Thursday, June 18, 2009

Being oneself...

As nostalgia of those good old school days, the unforgettable and happy life at college overpowers my thoughts, the reality of the gradual behavioural changes at each stage hits me. How one learns to exhibit himself to this exemplary world actually surprises him when he looks back at life. One is not born with the ability to comprehend how one should behave with his kith and kin or his boss for that matter. Apart from your lessons at school and the occasional restraint from parents, who introduces you to that decorum which at each conversation springs up like a saviour. Is the potrayal of the perfect natured, chirpy and resilient personality, a boon to every relation?
Fear sets in at the very thought of being oneself. Will I hurt my colleague if I laugh at his hilarious statement? Why is it wrong to be slow or finicky? Why does having a constant smile on my face become an obligation in life? Why am I wrong if I have a frown on my face when I'm deep in thought and right if I smile for no reason at all? Undoubtedly, a smile is the flickering flame to a happy day ahead, but why do people jump to various unwarranted conclusions if you aren't smiling? Is there no one whose opinions comply with mine? Did you ever contemplate embracing the dark side of that very imperfect person whose positive aspects give you a wiff of fresh air? Who demarcates the innumerable hues of human behaviour?
Ever since you realised that you are an entity on earth, you have been told that you are unique, you are unique; then why is each one of us jostled into that pack of tractable individuals that the world willingly encompasses? Is it possible for each one of us to author our individual concept of pragmatism?
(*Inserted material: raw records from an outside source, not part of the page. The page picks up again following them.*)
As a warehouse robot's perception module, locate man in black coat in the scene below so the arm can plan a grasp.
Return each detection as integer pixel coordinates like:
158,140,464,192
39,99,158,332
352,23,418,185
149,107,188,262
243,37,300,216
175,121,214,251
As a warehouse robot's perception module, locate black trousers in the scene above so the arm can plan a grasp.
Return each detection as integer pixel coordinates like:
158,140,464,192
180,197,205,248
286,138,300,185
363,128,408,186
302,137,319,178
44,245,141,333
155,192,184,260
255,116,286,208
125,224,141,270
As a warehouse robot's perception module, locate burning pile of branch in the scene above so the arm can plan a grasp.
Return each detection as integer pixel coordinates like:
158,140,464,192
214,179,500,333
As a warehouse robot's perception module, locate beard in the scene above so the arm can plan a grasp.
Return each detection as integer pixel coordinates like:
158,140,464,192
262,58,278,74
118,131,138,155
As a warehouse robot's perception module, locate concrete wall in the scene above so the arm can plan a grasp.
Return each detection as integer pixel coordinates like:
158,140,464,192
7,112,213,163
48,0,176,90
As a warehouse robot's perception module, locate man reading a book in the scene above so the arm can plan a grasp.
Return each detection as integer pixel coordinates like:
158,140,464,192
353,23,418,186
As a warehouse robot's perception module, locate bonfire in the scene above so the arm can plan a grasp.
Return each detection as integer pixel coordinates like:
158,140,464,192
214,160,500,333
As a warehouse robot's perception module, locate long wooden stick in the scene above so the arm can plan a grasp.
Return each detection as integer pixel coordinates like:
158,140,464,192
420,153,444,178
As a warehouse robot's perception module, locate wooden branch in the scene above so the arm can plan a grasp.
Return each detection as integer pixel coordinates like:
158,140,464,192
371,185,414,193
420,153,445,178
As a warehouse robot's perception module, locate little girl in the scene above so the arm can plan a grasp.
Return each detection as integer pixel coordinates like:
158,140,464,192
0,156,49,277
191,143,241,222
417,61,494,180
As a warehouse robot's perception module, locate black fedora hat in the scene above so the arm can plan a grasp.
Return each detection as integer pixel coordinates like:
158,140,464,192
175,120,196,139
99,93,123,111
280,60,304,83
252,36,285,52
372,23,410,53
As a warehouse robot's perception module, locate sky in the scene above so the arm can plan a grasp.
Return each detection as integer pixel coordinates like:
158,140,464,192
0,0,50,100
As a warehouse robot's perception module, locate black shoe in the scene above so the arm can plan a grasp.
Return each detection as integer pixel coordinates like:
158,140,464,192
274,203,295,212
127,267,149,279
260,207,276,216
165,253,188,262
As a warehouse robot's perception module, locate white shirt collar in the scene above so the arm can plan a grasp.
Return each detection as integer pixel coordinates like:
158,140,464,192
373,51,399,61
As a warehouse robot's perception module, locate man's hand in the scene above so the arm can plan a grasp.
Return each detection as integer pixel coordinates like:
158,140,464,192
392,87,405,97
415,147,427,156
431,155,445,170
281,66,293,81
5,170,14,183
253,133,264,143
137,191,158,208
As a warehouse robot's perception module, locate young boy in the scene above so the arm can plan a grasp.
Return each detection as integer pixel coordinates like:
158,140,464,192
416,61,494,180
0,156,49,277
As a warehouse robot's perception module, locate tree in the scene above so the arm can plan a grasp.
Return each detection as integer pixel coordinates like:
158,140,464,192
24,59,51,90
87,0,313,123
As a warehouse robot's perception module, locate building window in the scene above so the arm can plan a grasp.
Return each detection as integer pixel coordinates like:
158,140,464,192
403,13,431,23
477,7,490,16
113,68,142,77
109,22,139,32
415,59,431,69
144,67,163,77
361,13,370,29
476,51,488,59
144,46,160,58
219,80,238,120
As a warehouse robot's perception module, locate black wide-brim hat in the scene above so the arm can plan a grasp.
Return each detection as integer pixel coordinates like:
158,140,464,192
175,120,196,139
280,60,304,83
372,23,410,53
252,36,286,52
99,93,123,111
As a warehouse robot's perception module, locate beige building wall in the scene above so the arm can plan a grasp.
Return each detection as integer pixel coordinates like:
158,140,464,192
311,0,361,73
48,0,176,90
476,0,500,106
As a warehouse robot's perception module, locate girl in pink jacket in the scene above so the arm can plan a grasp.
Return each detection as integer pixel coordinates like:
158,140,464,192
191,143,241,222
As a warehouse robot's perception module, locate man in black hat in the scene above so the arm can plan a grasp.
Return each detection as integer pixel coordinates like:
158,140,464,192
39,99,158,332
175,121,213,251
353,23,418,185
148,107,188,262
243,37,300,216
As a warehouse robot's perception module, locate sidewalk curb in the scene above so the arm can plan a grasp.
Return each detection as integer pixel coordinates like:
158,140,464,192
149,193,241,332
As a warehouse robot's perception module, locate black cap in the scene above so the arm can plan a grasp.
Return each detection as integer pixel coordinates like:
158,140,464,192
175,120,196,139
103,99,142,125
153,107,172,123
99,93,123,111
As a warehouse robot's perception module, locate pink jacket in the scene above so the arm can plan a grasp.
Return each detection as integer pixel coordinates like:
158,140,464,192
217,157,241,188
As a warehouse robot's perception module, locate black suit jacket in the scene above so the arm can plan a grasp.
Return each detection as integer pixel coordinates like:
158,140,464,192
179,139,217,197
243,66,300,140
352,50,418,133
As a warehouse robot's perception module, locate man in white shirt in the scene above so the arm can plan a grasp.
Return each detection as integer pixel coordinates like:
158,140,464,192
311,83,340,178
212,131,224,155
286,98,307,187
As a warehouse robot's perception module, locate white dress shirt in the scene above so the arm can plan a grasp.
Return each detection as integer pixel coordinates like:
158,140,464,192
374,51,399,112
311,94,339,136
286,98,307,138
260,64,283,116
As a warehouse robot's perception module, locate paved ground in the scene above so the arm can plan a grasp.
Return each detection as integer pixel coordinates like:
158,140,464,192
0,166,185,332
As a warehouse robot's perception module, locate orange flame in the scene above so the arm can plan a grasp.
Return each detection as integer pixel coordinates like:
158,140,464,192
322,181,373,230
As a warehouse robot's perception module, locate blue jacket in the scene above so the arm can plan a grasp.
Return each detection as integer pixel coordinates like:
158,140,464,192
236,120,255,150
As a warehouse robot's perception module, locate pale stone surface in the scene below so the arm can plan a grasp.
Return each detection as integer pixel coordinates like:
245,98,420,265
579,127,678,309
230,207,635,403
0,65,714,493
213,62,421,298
The above is my mind's questionaire that had probably taken a back seat until mental agitation surpassed my ability to restrain my thoughts.

Yes, I quite evidently am one of the most tempermental beings on the face of this earth and yet, I do not fail to realise that this very placid composure of mine has made me the person I am today. I argue, i fight, i cry, i share, i care, i understand, i crib, i sulk, i overlook, i forgive and of course, i err ; coz I'm human!